StudioTax is compatible with the following Windows versions: 10 and 11.
Unfortunately starting with StudioTax 2024 and due to technical constrains, the following Windows versions 7, 8 and 8.1 can no longer be supported.
Note that you do not need to uninstall StudioTax 2023 or previous StudioTax versions. All StudioTax versions can be installed at the same time.
Click to view a video tutorial on downloading and installing StudioTax.
Studiotax is published using 2 file formats: The .EXE file is the program that installs StudioTax on your computer. The .ZIP file is an archive of the same .EXE program. You only need to download one of the files.

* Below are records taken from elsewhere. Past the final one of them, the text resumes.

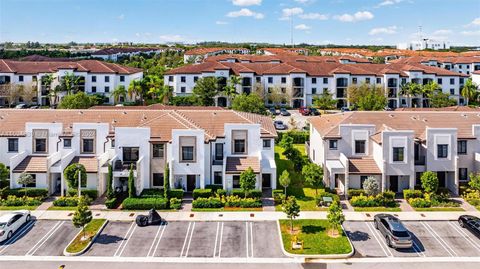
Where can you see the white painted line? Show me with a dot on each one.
(439, 239)
(45, 238)
(124, 239)
(190, 240)
(382, 246)
(186, 239)
(465, 235)
(216, 239)
(17, 235)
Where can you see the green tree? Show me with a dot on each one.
(284, 180)
(429, 181)
(248, 179)
(313, 175)
(131, 183)
(325, 101)
(110, 192)
(71, 175)
(335, 217)
(291, 209)
(25, 179)
(370, 186)
(249, 103)
(205, 91)
(82, 215)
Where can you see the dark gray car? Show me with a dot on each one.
(392, 229)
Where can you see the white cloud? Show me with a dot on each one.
(383, 30)
(314, 16)
(358, 16)
(245, 12)
(244, 3)
(302, 27)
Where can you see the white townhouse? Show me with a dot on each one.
(302, 78)
(395, 148)
(201, 146)
(96, 77)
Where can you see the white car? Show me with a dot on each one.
(11, 222)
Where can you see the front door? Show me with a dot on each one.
(191, 182)
(394, 183)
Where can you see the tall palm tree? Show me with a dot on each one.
(469, 90)
(119, 91)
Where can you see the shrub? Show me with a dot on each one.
(408, 194)
(144, 203)
(175, 193)
(175, 203)
(202, 193)
(355, 192)
(211, 202)
(92, 194)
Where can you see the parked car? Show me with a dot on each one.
(471, 223)
(279, 125)
(392, 229)
(284, 112)
(304, 111)
(11, 222)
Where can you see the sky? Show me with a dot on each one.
(343, 22)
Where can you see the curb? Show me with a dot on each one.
(66, 253)
(315, 256)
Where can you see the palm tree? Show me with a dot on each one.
(469, 90)
(119, 91)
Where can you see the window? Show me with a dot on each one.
(398, 154)
(462, 147)
(157, 180)
(217, 178)
(333, 143)
(67, 143)
(359, 146)
(218, 151)
(158, 150)
(13, 145)
(267, 143)
(463, 174)
(442, 151)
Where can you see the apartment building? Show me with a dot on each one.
(96, 77)
(304, 78)
(395, 148)
(201, 146)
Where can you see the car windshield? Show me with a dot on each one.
(400, 233)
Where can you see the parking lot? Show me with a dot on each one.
(431, 239)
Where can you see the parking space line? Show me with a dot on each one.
(383, 245)
(465, 235)
(17, 235)
(44, 239)
(439, 239)
(126, 237)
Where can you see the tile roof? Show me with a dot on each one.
(237, 165)
(32, 164)
(363, 166)
(90, 163)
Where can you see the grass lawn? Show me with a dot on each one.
(90, 231)
(27, 207)
(439, 209)
(377, 209)
(315, 238)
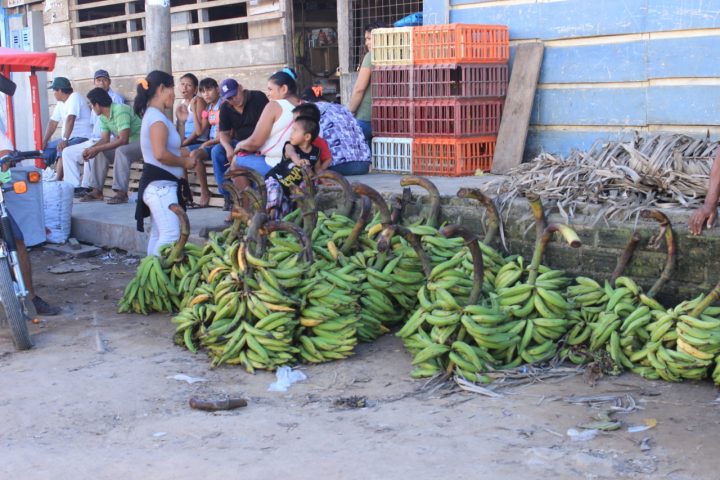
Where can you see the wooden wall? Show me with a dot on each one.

“Then we’re ruined. Harvest is in three days.”
She typed: GRAIN
She was a freelance industrial automation specialist, and this was the job from hell. The "Harvest King" grain elevator in rural Nebraska had been silent for a week. A lightning strike had wiped the memory of the main PLC, and the backup was, in the owner’s words, “eaten by a raccoon.” s7-200 smart plc password unlock
Maya saved the original logic to an SD card, then wrote a new password onto a piece of duct tape and stuck it inside the panel door. “Then we’re ruined
She resoldered the chip, reattached the faceplate, and powered up the S7-200 SMART. The password prompt blinked. A lightning strike had wiped the memory of
She probed the address lines manually with a logic analyzer. For three hours, she read ones and zeroes scrolling on her laptop. Then, at offset 0x3F2, she saw it:
Maya stared at the six blinking LEDs. The RUN light was off. The FAULT light blinked a steady, desperate rhythm. She thought of the pressure sensors, the dryer fans, the auger motors—all frozen because someone, ten years ago, set a password and then died of a heart attack while eating a pork tenderloin sandwich.
“Then we’re ruined. Harvest is in three days.”
She typed: GRAIN
She was a freelance industrial automation specialist, and this was the job from hell. The "Harvest King" grain elevator in rural Nebraska had been silent for a week. A lightning strike had wiped the memory of the main PLC, and the backup was, in the owner’s words, “eaten by a raccoon.”
Maya saved the original logic to an SD card, then wrote a new password onto a piece of duct tape and stuck it inside the panel door.
She resoldered the chip, reattached the faceplate, and powered up the S7-200 SMART. The password prompt blinked.
She probed the address lines manually with a logic analyzer. For three hours, she read ones and zeroes scrolling on her laptop. Then, at offset 0x3F2, she saw it:
Maya stared at the six blinking LEDs. The RUN light was off. The FAULT light blinked a steady, desperate rhythm. She thought of the pressure sensors, the dryer fans, the auger motors—all frozen because someone, ten years ago, set a password and then died of a heart attack while eating a pork tenderloin sandwich.